A primeira não é nenhuma novidade: o petismo se sustenta pragmaticamente sobre a mais infantil forma de consciência, a fé; e como toda boa fé, afirma sua validade no fato de ser a minha, “e agora?” (agora se cumprirá a profecia da “guinada” do governo Dilma). Entretanto, e pior que isso, trata-se da mais pueril fé ideológica, a má-fé; pois a consciência politólatra nunca é apenas mera idiotia, mas sempre se pretende útil (o que se demonstra sobejamente no politicismo de direita). No caso em tela, ainda traz o plus da pretensão de ser expressão de “ciência política”.
A segunda vem na sequência deste último detalhe: para apreciar em toda sua justeza o que venha a ser isso – “ciência política” –, convém antes rascunhar um breve escólio.
O entendimento burguês do que seja “ciência” provém de uma trajetória histórica iniciada com as inocentes, mas sinceras, formulações de Galileu, Francis Bacon e Descartes; imediatamente, sofre sua mais decisiva depleção ontológica nas mãos do cardeal Roberto Belarmino, donde posteriormente descamba em franca e aberta crise com Kant e canta como cisne moribundo em Hegel, resultando no que filosoficamente ilumina hoje o fazer científico dominante (até mesmo a maior parte do que se apresenta como, e/ou se crê, “crítico” e “de esquerda”): as trevas do positivismo e do bundalelê conhecido como “pós-modernismo”.

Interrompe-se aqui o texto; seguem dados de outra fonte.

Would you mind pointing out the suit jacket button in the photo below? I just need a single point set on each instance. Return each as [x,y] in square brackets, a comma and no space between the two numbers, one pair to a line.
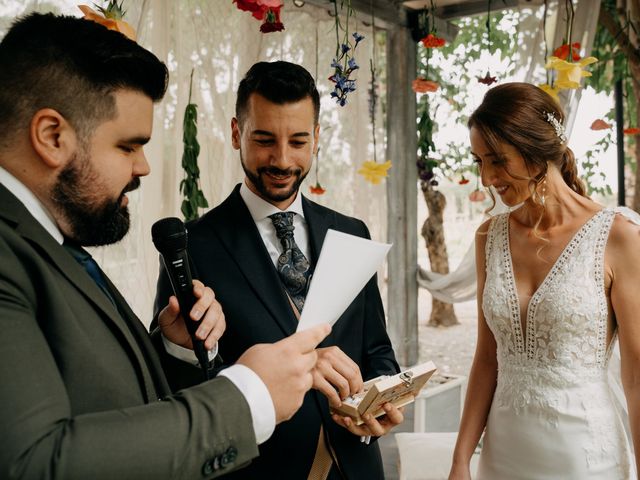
[207,468]
[232,453]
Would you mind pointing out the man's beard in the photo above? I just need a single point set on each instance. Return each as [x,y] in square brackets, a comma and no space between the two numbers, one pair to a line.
[93,221]
[256,179]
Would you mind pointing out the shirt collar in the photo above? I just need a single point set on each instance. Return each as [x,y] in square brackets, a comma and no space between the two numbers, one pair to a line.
[31,203]
[261,209]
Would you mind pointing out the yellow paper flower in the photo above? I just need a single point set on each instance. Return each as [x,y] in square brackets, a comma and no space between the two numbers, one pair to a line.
[110,17]
[374,172]
[553,91]
[569,73]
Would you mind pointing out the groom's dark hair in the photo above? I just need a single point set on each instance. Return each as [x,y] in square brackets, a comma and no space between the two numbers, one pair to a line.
[279,82]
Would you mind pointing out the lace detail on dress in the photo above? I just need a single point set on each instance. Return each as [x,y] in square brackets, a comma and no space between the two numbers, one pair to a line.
[555,378]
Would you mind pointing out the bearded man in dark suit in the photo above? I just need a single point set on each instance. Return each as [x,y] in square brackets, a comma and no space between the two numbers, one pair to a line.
[83,392]
[257,250]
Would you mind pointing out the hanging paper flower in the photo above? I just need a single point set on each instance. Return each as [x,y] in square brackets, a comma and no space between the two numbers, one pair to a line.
[562,52]
[600,125]
[268,11]
[552,91]
[477,196]
[317,189]
[433,41]
[374,172]
[569,73]
[487,79]
[110,17]
[272,21]
[422,85]
[344,65]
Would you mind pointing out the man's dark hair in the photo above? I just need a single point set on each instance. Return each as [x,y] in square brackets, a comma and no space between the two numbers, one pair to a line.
[73,66]
[279,82]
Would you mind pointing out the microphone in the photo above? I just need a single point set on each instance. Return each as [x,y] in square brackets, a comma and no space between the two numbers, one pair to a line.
[169,235]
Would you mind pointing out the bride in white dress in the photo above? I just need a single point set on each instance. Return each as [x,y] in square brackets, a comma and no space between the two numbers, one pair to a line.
[558,284]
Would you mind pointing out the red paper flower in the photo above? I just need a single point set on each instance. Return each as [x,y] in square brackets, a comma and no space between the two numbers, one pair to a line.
[600,125]
[272,21]
[431,41]
[317,189]
[487,79]
[422,85]
[562,52]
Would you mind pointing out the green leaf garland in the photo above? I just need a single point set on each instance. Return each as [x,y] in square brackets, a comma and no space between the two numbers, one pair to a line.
[190,185]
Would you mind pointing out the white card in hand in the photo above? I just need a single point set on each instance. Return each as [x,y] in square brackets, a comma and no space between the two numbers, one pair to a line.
[345,265]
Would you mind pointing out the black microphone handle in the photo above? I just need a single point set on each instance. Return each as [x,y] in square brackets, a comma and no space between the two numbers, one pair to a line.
[179,274]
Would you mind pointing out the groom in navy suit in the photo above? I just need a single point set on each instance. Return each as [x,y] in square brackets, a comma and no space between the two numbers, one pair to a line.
[257,251]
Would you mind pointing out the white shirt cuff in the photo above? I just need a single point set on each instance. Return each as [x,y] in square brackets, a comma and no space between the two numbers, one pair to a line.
[186,354]
[263,413]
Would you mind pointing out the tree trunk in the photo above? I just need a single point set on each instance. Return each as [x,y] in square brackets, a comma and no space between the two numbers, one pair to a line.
[636,191]
[442,313]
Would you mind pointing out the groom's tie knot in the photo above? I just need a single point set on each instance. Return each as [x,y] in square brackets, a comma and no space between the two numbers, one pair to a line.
[292,266]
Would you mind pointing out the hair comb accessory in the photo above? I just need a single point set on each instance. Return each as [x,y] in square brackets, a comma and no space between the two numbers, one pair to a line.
[557,126]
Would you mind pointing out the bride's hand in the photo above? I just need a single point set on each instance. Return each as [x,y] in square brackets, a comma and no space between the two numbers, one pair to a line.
[460,472]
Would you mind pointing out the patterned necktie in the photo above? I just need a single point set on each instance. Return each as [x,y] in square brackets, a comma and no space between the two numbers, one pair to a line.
[292,266]
[89,264]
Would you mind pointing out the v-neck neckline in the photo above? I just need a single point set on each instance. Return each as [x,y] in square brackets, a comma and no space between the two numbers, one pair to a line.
[538,292]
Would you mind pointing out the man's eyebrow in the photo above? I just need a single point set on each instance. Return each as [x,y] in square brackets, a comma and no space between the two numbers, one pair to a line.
[490,154]
[141,140]
[266,133]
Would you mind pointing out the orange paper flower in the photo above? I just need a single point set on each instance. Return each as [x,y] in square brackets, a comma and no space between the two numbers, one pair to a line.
[317,189]
[477,196]
[600,125]
[110,17]
[562,52]
[431,41]
[422,85]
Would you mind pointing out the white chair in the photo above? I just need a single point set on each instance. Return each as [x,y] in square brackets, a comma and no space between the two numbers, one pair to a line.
[427,456]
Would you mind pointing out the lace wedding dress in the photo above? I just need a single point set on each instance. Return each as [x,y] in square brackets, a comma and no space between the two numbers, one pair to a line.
[553,414]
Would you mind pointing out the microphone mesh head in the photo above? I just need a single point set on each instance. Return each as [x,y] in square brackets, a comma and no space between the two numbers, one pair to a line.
[169,235]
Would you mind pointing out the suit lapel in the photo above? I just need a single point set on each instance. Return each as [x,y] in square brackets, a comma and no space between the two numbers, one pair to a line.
[238,233]
[318,222]
[48,248]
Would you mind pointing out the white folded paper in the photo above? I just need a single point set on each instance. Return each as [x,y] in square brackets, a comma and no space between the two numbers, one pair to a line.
[345,266]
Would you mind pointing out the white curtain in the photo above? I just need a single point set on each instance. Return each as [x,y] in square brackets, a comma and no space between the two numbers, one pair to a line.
[221,43]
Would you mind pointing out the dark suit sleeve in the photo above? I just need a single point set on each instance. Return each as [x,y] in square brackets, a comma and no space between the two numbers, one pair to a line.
[378,357]
[42,438]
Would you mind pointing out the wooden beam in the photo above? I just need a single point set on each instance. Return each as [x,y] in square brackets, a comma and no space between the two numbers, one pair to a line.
[402,196]
[387,12]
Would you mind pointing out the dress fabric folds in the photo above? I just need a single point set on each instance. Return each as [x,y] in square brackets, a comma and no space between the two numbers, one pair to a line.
[553,413]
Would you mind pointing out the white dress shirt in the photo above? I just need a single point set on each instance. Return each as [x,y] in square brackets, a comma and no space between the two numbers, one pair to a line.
[261,209]
[246,380]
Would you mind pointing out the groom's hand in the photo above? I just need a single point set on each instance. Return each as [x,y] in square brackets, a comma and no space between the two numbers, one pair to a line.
[336,375]
[374,427]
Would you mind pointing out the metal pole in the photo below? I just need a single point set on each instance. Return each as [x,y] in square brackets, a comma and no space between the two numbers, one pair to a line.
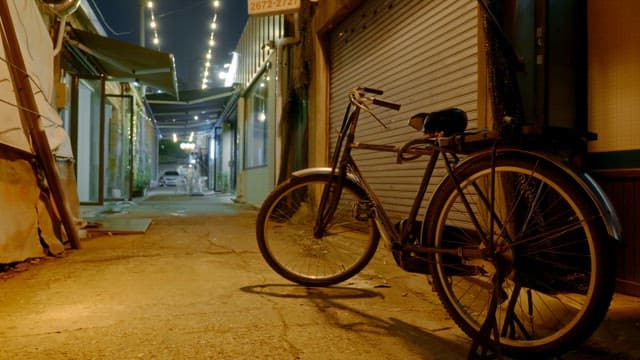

Para apontar diretamente pro que está em questão aqui, basta lembrar que, na prática científica, especialmente a que diz respeito ao objeto das vulgarmente ditas “ciências humanas” (objeto este compreendido sempre, e cada vez mais, à parte da natureza, ao ponto máximo de se tornar o mais puro éter desprovido de propriedades materiais – inclusive a propriedade de meios de produção; manjou a parada?), temos o caso da Economia Política, correndo paralelamente à degradação filosófica burguesa: promissora em sua adolescência fisiocrática, atarantada nas mãos de Adam Smith e encurralada sob David Ricardo, decompõe-se nas mais diversas migalhas científicas. Um restolho irá reivindicar o nome de “Economia”, outro será a “Sociologia”, e dos farelos desta caídos no chão, teremos a tal “Ciência Política”.
O beco sem saída em que a Economia Política se meteu, sob a lucidez e honestidade intelectual de Ricardo, mostrou que sua cientificidade só poderia ser resguardada e desenvolvida sob a forma de uma crítica – e eis o que Marx elabora, a crítica da Economia Política.
É interessante notar que todo esse percurso histórico do pensamento científico acompanhava o estabelecimento da burguesia enquanto classe dominante; e sua crise coincide com a ascensão dos primeiros levantes proletários.
(Como já dizia Marx, “não é a consciência que determina a vida, mas a vida que determina a consciência”.)
Eis que, então, à burguesia não interessava mais a consciência científica, e sim a apologia do capital. Isso significou a transformação da ciência em uma charlatanice certificada pela auréola do trabalho profissional acadêmico, cartório auto-legitimado do estatuto de cientificidade das ideologias as mais chulés.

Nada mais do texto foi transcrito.